Girls Gone Wild: Dade City Journal, Spring Break Edition

Just in case you have mistaken this for a department meeting, these are cows. They are the wives of New Gene, a white face bull, who is apparently not as unpleasant as your average bull, having been hand-raised as a 4-H project here in Central Florida.

That said New Gene (I believe that is his name, not Eugene, and vaguely I remember there was a predecessor named -- Gene?) gave my companion a run for her money as she was walking over from the guest house this evening. The cows --some twenty odd, with new calves, one born around the time we got here -- have the run of 300 acres, and they are all New Gene's wives. There is a black one, whose udder is not full yet, who New Gene seems to be following especially closely. He sniffs her hindquarters with as much avidity as an 800-pound quadruped can muster, and she stands there looking grim. If you watch Big Love on HBO you will know what I mean when I say: I believe she is on the schedule for tonight.

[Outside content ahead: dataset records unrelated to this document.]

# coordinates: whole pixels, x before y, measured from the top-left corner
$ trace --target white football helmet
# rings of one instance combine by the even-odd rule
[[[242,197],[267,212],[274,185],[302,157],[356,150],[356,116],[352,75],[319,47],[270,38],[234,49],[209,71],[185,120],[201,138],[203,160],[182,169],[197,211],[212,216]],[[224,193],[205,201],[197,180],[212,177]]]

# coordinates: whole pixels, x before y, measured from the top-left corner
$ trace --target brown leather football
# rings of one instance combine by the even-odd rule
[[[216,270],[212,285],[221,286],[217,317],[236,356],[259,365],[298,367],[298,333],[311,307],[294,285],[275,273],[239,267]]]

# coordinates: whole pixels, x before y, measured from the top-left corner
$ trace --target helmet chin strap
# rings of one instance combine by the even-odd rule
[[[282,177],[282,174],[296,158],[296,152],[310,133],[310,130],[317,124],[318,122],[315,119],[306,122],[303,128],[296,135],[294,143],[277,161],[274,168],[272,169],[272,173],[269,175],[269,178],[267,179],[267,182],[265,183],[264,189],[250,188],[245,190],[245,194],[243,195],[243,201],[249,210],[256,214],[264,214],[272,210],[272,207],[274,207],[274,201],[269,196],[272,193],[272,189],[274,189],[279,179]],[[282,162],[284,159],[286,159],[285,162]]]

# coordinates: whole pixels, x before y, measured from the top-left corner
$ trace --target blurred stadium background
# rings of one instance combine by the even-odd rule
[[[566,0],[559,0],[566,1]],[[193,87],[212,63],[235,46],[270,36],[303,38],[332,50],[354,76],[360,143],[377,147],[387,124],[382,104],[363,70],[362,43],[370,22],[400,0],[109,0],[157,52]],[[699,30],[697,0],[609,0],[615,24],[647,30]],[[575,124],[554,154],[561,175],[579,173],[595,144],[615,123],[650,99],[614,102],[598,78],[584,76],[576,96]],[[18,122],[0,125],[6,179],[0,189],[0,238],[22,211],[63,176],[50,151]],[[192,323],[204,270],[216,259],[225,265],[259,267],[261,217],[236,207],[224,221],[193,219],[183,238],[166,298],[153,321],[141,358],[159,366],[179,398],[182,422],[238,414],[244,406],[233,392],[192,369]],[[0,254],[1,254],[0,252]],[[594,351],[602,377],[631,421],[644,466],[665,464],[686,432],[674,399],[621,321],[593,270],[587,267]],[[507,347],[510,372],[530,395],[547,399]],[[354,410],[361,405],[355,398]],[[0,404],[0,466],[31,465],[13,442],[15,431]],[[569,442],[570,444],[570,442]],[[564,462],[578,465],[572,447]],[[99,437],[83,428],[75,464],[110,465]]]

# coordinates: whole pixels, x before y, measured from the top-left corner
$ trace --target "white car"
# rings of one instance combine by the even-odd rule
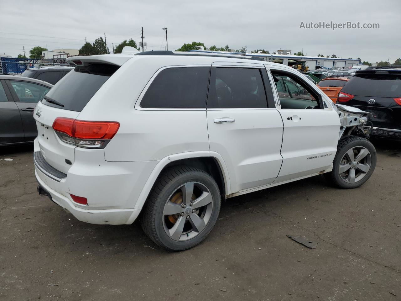
[[[375,169],[367,113],[290,67],[171,51],[67,61],[74,71],[34,110],[34,161],[39,193],[80,221],[139,217],[155,242],[182,250],[222,199],[325,173],[354,188]]]

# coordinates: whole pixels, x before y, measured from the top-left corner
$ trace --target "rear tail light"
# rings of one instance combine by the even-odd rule
[[[79,197],[77,195],[74,195],[73,194],[71,194],[71,193],[70,193],[70,195],[71,196],[71,198],[73,199],[73,201],[75,203],[77,203],[81,205],[88,204],[88,200],[86,197]]]
[[[401,97],[399,97],[397,98],[393,98],[394,100],[394,101],[398,104],[399,106],[401,106]]]
[[[57,117],[53,129],[64,142],[87,148],[102,148],[114,137],[120,124],[115,121],[84,121]]]
[[[349,102],[354,98],[354,96],[350,94],[347,94],[344,92],[340,92],[338,94],[338,97],[337,100],[339,102]]]

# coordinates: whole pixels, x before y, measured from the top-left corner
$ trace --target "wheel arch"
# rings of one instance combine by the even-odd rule
[[[171,166],[182,165],[205,170],[215,179],[224,196],[231,193],[227,167],[219,154],[208,151],[187,152],[168,156],[159,161],[144,185],[134,209],[142,209],[158,177],[163,171]]]

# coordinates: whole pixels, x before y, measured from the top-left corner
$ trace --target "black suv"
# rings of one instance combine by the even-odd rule
[[[401,66],[356,71],[337,103],[371,113],[371,134],[401,138]]]
[[[54,85],[74,69],[73,67],[35,67],[27,69],[21,76],[36,78]]]

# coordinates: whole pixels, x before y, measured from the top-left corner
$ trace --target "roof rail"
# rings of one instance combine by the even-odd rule
[[[389,65],[388,66],[379,66],[374,67],[376,69],[391,69],[393,68],[401,68],[401,65]]]
[[[179,52],[179,51],[177,52]],[[169,50],[155,50],[144,51],[135,53],[136,55],[183,55],[197,57],[229,57],[231,58],[243,59],[252,59],[257,61],[264,61],[263,59],[257,57],[245,56],[233,54],[220,54],[212,53],[199,53],[182,51],[182,53],[177,53]]]

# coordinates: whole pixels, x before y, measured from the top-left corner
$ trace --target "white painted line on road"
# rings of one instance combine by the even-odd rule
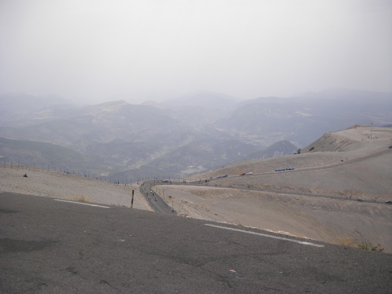
[[[229,228],[228,227],[222,226],[220,225],[216,225],[215,224],[211,224],[210,223],[205,223],[204,225],[208,225],[208,226],[212,226],[215,228],[218,228],[220,229],[225,229],[226,230],[236,231],[237,232],[241,232],[241,233],[247,233],[248,234],[253,234],[253,235],[262,236],[263,237],[267,237],[268,238],[272,238],[273,239],[277,239],[280,240],[284,240],[285,241],[290,241],[291,242],[294,242],[294,243],[298,243],[299,244],[302,244],[303,245],[310,245],[311,246],[316,246],[316,247],[324,247],[324,245],[320,245],[319,244],[316,244],[315,243],[311,243],[310,242],[307,242],[306,241],[300,241],[299,240],[291,239],[289,239],[288,238],[285,238],[284,237],[273,236],[273,235],[267,235],[267,234],[256,233],[256,232],[252,232],[251,231],[245,231],[245,230],[240,230],[239,229],[235,229],[234,228]]]
[[[78,202],[74,201],[70,201],[69,200],[63,200],[62,199],[53,199],[56,201],[62,201],[63,202],[69,202],[72,203],[76,203],[77,204],[84,204],[85,205],[90,205],[90,206],[97,206],[97,207],[103,207],[103,208],[110,208],[109,206],[102,206],[102,205],[98,205],[97,204],[90,204],[89,203],[84,203],[83,202]]]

This is New Gene. He eats, procreates, bellows loudly and gets the group from place to place. As far as I can tell, he is an excellent administrator, and unlike his wives and children he definitely has tenure here regardless of what happens to the economy. He and his group leave vast piles of cow manure all over the place which you have to watch out for at night, but which are part of the ingredients for the soil that also produce the tasty vegetables and salad we have been consuming since we arrived at this excellent country home. Our hostess also pointed out that the piles, unless picked up and deposited in the garden, are eventually consumed by dung beetles, who drill perfectly round holes in the cow pies, lay eggs, and roll them up in dung. They then roll the ball of dung away, the larvae grow up eating the dung, turn into dung beetles, and then head for the nearest pile of dung.

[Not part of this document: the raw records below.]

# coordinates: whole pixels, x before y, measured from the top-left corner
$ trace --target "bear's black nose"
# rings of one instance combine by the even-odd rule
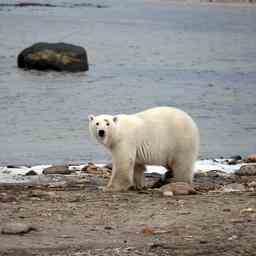
[[[105,135],[105,131],[104,130],[99,130],[99,136],[104,137],[104,135]]]

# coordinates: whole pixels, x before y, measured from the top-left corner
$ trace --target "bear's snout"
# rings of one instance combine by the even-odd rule
[[[98,134],[99,134],[100,137],[104,137],[105,131],[104,130],[99,130]]]

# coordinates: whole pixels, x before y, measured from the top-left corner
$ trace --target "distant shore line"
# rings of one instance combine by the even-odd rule
[[[182,3],[182,4],[227,4],[248,5],[256,4],[256,0],[148,0],[150,2]]]

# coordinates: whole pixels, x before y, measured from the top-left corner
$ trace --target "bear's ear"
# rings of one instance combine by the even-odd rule
[[[93,120],[94,120],[94,118],[95,118],[95,116],[94,116],[94,115],[89,115],[89,116],[88,116],[89,121],[93,121]]]
[[[117,123],[117,120],[118,120],[118,117],[117,117],[117,116],[114,116],[114,117],[113,117],[114,123]]]

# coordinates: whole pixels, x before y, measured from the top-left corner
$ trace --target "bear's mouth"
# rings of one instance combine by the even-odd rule
[[[104,130],[99,130],[98,135],[99,135],[100,138],[104,138],[105,137],[105,131]]]

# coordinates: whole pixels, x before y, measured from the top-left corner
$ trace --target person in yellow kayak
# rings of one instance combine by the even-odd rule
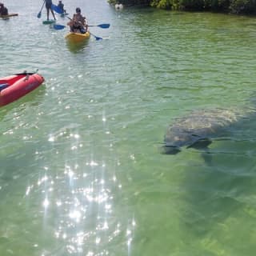
[[[56,20],[54,13],[53,10],[51,9],[51,5],[52,4],[53,4],[53,2],[52,2],[51,0],[46,0],[46,10],[47,10],[47,21],[49,21],[50,10],[51,14],[53,14],[54,19]]]
[[[76,8],[73,18],[67,23],[70,27],[70,32],[85,34],[88,30],[88,22],[86,17],[81,14],[81,9]]]
[[[8,15],[8,9],[2,2],[0,2],[0,15]]]
[[[62,1],[58,1],[58,7],[62,11],[63,14],[66,14],[66,10],[64,10],[64,4]]]

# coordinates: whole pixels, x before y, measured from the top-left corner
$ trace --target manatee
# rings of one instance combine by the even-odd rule
[[[226,134],[233,124],[242,122],[253,110],[198,110],[177,118],[169,126],[164,138],[164,154],[175,154],[182,147],[207,149],[213,138]]]

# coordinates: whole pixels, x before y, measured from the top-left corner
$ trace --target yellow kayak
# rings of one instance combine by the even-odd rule
[[[85,34],[70,32],[66,35],[65,38],[70,42],[79,42],[88,39],[90,35],[90,34],[89,31]]]

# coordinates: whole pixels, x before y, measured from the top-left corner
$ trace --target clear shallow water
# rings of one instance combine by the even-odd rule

To avoid another gesture at an education metaphor, I will close with a picture of Lola, the dappled dachshund. You may not be able to tell that she has one blue eye and one brown, but she does. She also barks lustily at cows, and is endlessly friendly to humans -- unless, as I discovered today, you drop a piece of steak on the floor, in which case she snags it and heads off. If you try to recover the steak (and why would you, unless this request was made by someone near and dear to you?) she makes a noise that is intended to suggest that she is willing to take your arm off at the elbow. Or keep the steak. Your choice.

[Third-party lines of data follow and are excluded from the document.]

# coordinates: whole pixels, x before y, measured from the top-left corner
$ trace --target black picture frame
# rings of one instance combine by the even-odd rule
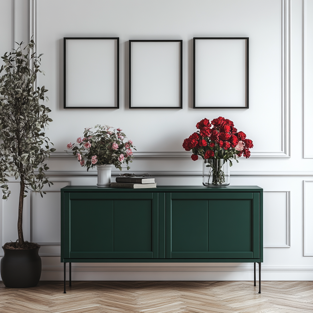
[[[178,86],[179,91],[178,92],[177,103],[179,105],[177,106],[136,106],[132,105],[132,44],[137,42],[177,42],[179,43],[179,50],[177,57],[179,58],[179,65],[177,76],[179,80]],[[129,108],[130,109],[182,109],[182,40],[131,40],[129,41]]]
[[[111,83],[111,84],[114,83],[114,90],[113,91],[113,93],[111,94],[113,95],[114,98],[114,103],[113,105],[105,105],[101,106],[101,105],[95,105],[94,103],[93,105],[92,103],[90,103],[89,105],[87,105],[86,106],[83,105],[75,105],[70,104],[68,103],[69,102],[68,100],[68,97],[70,96],[69,94],[71,92],[71,91],[69,91],[67,89],[67,42],[68,40],[110,40],[115,41],[114,44],[114,51],[113,53],[113,55],[114,58],[114,83]],[[120,57],[119,57],[119,50],[120,50],[120,38],[118,37],[64,37],[63,39],[64,43],[64,109],[119,109],[120,107]],[[111,54],[112,53],[111,53]],[[100,57],[99,55],[96,56],[96,57],[99,58]],[[95,63],[96,63],[96,60],[95,60]],[[112,60],[110,59],[109,61],[108,62],[108,64],[111,63]],[[99,64],[98,64],[99,65]],[[100,69],[98,68],[97,68],[97,70],[101,70],[101,69]],[[72,91],[71,92],[73,93]],[[110,91],[112,92],[112,91]],[[112,101],[111,101],[112,102]]]
[[[197,106],[196,97],[197,87],[196,84],[196,73],[198,64],[196,60],[196,41],[202,40],[241,40],[245,42],[245,77],[244,84],[245,91],[245,105],[240,106],[221,106],[220,105],[208,105],[208,106]],[[248,37],[194,37],[193,38],[193,106],[194,109],[248,109],[249,108],[249,38]],[[199,66],[201,65],[199,65]]]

Stay tuned: the Radical returns from vacation and adds her bit to the Judith Bennett Round Table.

1 comment:

Kathryn said...

Really glad to hear that you enjoyed your stay in Dade City. I'm researching a new site for the town and ran across your blog. It reminded me of dinner at Kafe Kokopelli's (home of Dade City's busiest Friday Happy Hour) a few years ago. The party consisted of about 7 locals plus an attorney from Manhattan who worked for Goldman Sachs. He was surprised, well actually mildly disgusted to learn that Gator tail was on the menu so of course we ordered some. When he notice a stuffed rattlesnake on the mantel above the fireplace, the owner of the restaurant (who happened to be dining with us) jumped up and retrieved it for the attorney so that he might get a closer look. The attorney recoiled at the coiled snake planed on the table directly in front of him and listened in horror to the story of the reptile's demise. "I was driving along and I see this snake. So I stopped the car, found a big stick and beat him to death... then I had him stuffed."

From his reaction we were all quite certain that the attorney from Goldman Sachs had a led a somewhat sheltered life.